Trawling through surveys and published literature, the
researchers found that in seven South Asian countries, 36 percent of 1,437
samples, from five classes of drugs were counterfeit.
Thirty percent of samples failed a test of their
pharmaceutical ingredients.
In 21 sub-Saharan Africa, 20 percent more than 2500 samples
tested in six classes of drugs has proven to be falsified, and 35 percent were
substandard pharmaceuticals.
Sub-standard drugs are a major problem in the fight against
malaria, a disease that has killed 655,000 people in 2010, according to the
Organization of the UN World Health Organization (WHO).
Many drugs that are fake or poorly made are artemisinin
derivatives, the study found.
This is a particular concern, for artemisinins are the first
line treatment against malaria, replacing drugs to which the malaria parasite
has become resistant.
The study indicates that there are many causes of the
problem, ranging from broad self-prescription of drugs to poor quality controls
to monitor the quality of medicines and counterfeiters continue.

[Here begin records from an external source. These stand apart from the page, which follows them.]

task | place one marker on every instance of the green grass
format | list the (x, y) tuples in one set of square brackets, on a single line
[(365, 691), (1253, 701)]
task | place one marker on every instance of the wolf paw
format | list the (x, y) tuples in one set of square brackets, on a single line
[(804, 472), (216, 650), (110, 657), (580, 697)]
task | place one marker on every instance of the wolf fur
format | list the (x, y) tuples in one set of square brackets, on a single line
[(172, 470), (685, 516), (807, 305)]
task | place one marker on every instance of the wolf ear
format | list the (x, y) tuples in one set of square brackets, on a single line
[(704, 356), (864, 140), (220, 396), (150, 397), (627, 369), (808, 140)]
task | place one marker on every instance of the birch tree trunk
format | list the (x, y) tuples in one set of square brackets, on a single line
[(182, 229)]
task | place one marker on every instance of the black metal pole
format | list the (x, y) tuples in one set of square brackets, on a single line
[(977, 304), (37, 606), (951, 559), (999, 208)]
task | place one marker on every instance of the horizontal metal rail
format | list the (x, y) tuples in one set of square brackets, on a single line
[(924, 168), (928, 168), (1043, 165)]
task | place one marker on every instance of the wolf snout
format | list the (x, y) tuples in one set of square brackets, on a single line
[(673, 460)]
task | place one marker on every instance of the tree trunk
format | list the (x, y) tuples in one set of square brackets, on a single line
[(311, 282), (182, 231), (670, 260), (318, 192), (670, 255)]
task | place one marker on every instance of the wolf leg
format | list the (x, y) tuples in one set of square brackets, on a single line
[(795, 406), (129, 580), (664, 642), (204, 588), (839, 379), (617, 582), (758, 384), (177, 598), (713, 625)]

"Poor quality of antimalarial drugs are very likely to
undermine unprecedented progress and investment in controlling and eliminating
malaria has in the past decade", said Breman.
Last month, the Institute for Health Metrics and Evaluation
at the University of Washington in Seattle reported that artemisinin against
resistant malaria, which was first spotted in Cambodia in 2006 has jumped from
800 kilometers west of the border between Thailand and Burma.